Ils ont des manières très familières et cordiales, de nature à surprendre, de prime abord, mais qui nous prouvent péremptoirement combien est profonde et sincère l’intimité indéfectible qui les unit. Les mots monsieur, madame, sont peu en usage, excepté pour monsieur le curé ou les étrangers. Pas de timbres ni de sonnettes à leurs portes qui sont toujours ouvertes aux visiteurs. Pas besoin de frapper : vous entrez comme chez vous, à la bonne franquette.
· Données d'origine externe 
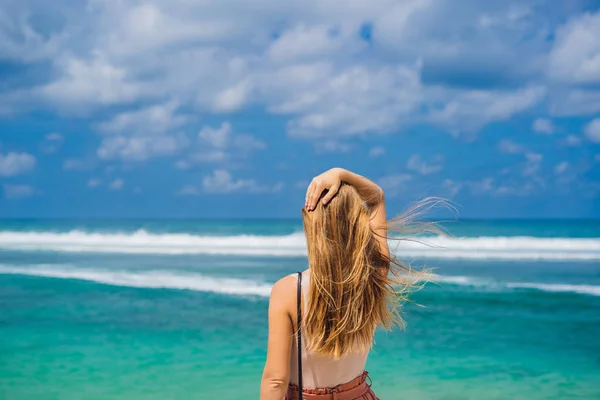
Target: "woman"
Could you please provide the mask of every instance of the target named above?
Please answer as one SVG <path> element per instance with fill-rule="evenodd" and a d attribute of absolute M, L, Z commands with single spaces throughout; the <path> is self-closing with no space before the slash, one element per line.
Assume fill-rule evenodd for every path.
<path fill-rule="evenodd" d="M 301 383 L 303 400 L 377 399 L 364 370 L 373 334 L 377 326 L 402 323 L 404 290 L 392 285 L 410 287 L 392 268 L 402 266 L 390 258 L 383 191 L 331 169 L 309 185 L 302 219 L 309 268 L 298 274 L 300 292 L 297 274 L 273 286 L 260 398 L 299 399 Z"/>

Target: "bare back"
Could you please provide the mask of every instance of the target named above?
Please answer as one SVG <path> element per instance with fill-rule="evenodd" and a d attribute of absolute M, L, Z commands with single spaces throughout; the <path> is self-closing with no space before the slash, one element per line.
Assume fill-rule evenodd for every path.
<path fill-rule="evenodd" d="M 294 278 L 296 274 L 291 275 Z M 310 270 L 302 273 L 302 296 L 303 309 L 307 310 L 308 291 L 310 288 Z M 295 293 L 294 293 L 295 295 Z M 296 318 L 293 318 L 296 321 Z M 296 331 L 296 329 L 294 329 Z M 305 337 L 304 329 L 302 335 Z M 292 353 L 290 358 L 290 382 L 298 383 L 298 345 L 296 334 L 292 341 Z M 365 370 L 368 352 L 344 354 L 340 359 L 312 353 L 306 350 L 306 341 L 302 342 L 302 379 L 304 387 L 324 388 L 335 387 L 339 384 L 349 382 L 360 376 Z"/>

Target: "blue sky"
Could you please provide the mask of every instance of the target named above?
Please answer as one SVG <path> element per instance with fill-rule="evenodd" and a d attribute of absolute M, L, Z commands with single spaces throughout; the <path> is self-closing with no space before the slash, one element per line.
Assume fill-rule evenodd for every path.
<path fill-rule="evenodd" d="M 4 0 L 0 77 L 0 217 L 600 218 L 599 1 Z"/>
On vous salue et vous invite aimablement à prendre un siège ; mais si c’est pendant la prière du soir, n’attendez pas qu’on se dérange : mettez-vous tout simplement à genoux et priez. Anciennement la prière du soir se faisait en commun à la demeure du vénérable grand-père ; et là se réunissaient ses enfants et petits enfants, neveux et nièces, devant le vieux crucifix de la famille.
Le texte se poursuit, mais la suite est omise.